Photo courtesy of Flowerpictures

“Therefore I tell you, her sins, which are many, are forgiven—for she loved much. But he who is forgiven little, loves little.” (Luke 7:47)

She has money. Money from prostitution.

She is not driven to prostitution by hunger, but by greed. Since she cannot find a good man to marry her and provide for her, she will use many men to do the same job. She is thrilled to see that her computation is right. While her homebound friends suffer want from poor husbands, she is doing well. She can live with the social taboo. Money is adequate reward.

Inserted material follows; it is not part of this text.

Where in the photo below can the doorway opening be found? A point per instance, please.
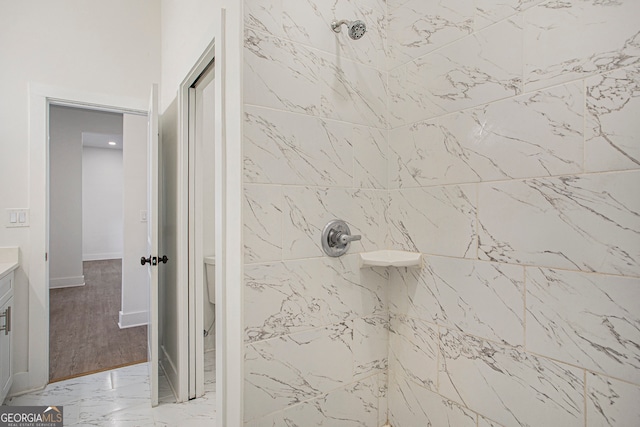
(97, 213)
(202, 232)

But the darkness begins when a highly respected politician comes to enjoy her service. It is a rush to be paid so much and to hold the power to expose him. Yet this is disappointing at the same time. She respected him for the public work he is doing. She even thought him upright when he condemned immoral trades like hers. But now he is only one of them. Somehow, she has enabled him to move to the dark side.

Her own darkness deepens when religious people begin to use her services. They know she is immoral because they use her so. There is no hope for her as she saw their hypocrisy; their public condemnation and private indulgence. Darkness is stronger than light, she concludes.

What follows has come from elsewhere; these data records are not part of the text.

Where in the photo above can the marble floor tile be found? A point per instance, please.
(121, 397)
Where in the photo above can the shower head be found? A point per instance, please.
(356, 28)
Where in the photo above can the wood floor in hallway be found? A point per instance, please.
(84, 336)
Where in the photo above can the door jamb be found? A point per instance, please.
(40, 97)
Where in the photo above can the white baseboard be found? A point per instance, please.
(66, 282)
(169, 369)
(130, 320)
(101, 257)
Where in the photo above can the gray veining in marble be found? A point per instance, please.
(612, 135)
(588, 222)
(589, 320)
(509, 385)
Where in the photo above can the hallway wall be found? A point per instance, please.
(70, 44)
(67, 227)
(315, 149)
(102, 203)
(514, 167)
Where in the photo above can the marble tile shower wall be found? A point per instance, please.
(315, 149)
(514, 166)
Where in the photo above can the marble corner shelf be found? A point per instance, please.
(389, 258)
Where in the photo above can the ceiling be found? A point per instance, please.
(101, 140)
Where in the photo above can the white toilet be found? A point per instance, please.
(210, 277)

“But he is different!” her friends insist. So she goes half-heartedly to listen to this simpleton preacher from the sticks. Jesus spoke, and the darkness lifted. He is indeed different. Jesus speaks of God’s love for her. He does not tirade against sin to show his own holiness. Instead he teaches forgiveness of sin. He tells of a new life, of a righteousness so profound and unattainable yet so freely given to all who will receive it from God. Yes, she wants this righteousness. More to her than her stash of coins, fine clothes and beautiful coiffure.

Now all she wants is forgiveness from Jesus.

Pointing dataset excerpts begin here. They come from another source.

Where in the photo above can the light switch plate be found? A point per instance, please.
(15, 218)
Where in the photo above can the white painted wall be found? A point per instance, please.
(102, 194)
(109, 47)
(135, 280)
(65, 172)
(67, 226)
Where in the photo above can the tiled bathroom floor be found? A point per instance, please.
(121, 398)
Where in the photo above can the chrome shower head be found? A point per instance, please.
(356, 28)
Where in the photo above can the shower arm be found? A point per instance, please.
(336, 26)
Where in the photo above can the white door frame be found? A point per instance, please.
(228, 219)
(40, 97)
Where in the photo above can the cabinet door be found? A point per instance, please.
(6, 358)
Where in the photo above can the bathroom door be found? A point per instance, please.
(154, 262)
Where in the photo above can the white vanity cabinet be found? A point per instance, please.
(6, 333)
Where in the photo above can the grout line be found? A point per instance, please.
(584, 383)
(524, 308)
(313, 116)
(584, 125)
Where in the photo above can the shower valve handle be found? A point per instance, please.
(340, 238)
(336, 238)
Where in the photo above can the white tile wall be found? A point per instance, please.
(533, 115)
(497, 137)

Her soul once dead, now rises even as Jesus speaks. The darkness lifts and a pure love now floods her soul. This is a cleansing love. It is not the lust for money in her own heart, not the need for men, not men’s lust for her, not a love that ends with self. Her love for Jesus is a redeeming love. Light, love and life.

She knows that in Jesus, she is redeemed from her deepest needs of love, insecurity, and utter disappointment with society.

When Jesus is done speaking the religious types invite Jesus to their homes. She follows behind as Jesus proceeds to the house of Simon the Pharisee. She is not invited. And she knows she is not welcomed. But she has an idea. The very expensive perfume she bought on her way to hear Jesus is the perfect way to tell Jesus how he has removed the stench from her life. She just has to figure out a way to do this.

She slips into the house, and easily, as there are many people milling around. She spots Jesus reclining at a table. But now that she is so close to him, she feels totally unworthy to anoint his head. She will anoint his feet instead. She falls to her knees and crawls towards Jesus with tears streaming down her face.

She can barely see with her tears streaming down to Jesus’ feet. But she is grateful that Jesus does not kick her away. She kisses his feet and pours out the perfume. Her fresh coiffure must give way to her love for Jesus as she wipes his feet. Jesus is more important than all she has or even life itself. There is only Jesus. There is only light, love and this new life combined into an inexplicable redemption. Nobody in the crowd matters. This glimpse of heaven is reality. Whereas she knew no light, now she knows no darkness.

The sanctimonious rail at her, then at Jesus. She has no words to speak, only love for Jesus who forgives her. The biting remarks against her are nothing, but how they are attacking Jesus on account of her action. Has she done wrong?

Jesus quickly banishes this anxiety when he turns to her and assures her, “Your sins are forgiven.” Those words spoken to her directly seals the forgiveness she is clinging onto as a fragile thing. Others debate Jesus, but she would have his forgiveness instead. And when he pronounces, “Go in peace” it imparts a peace she never knew. That forgiveness she is afraid she will lose is now secure. Her peace surpasses understanding, and yet, having it, she now understands.

Come to Jesus.

He reserves his reprimand only to the self-righteous. To every sinner of every stripe, he holds out his love pierced hands. “Do you see my love for you?” Jesus calls out. “Do you see my suffering and death for your forgiveness?”

Today, Jesus calls out to all who would have light, love and life, even as he did to this woman. Lay every sin at Jesus’ feet and experience the new life of one who is forever redeemed from the darkness. There is only one spiritual reality that matters.

You cannot be chained to your past. You cannot be enslaved by what others think of you. Fix your eyes on Jesus. You too will find that nothing else matters.

Spurgeon rightly observes, “There is no remembrance of our follies, he does not cherish ill thoughts of us, but he pardons and loves as well after the offence as before it.”

When we see the extent of our sin and the magnitude of God’s forgiveness, we respond in love.

Note: The ESV is used unless indicated otherwise.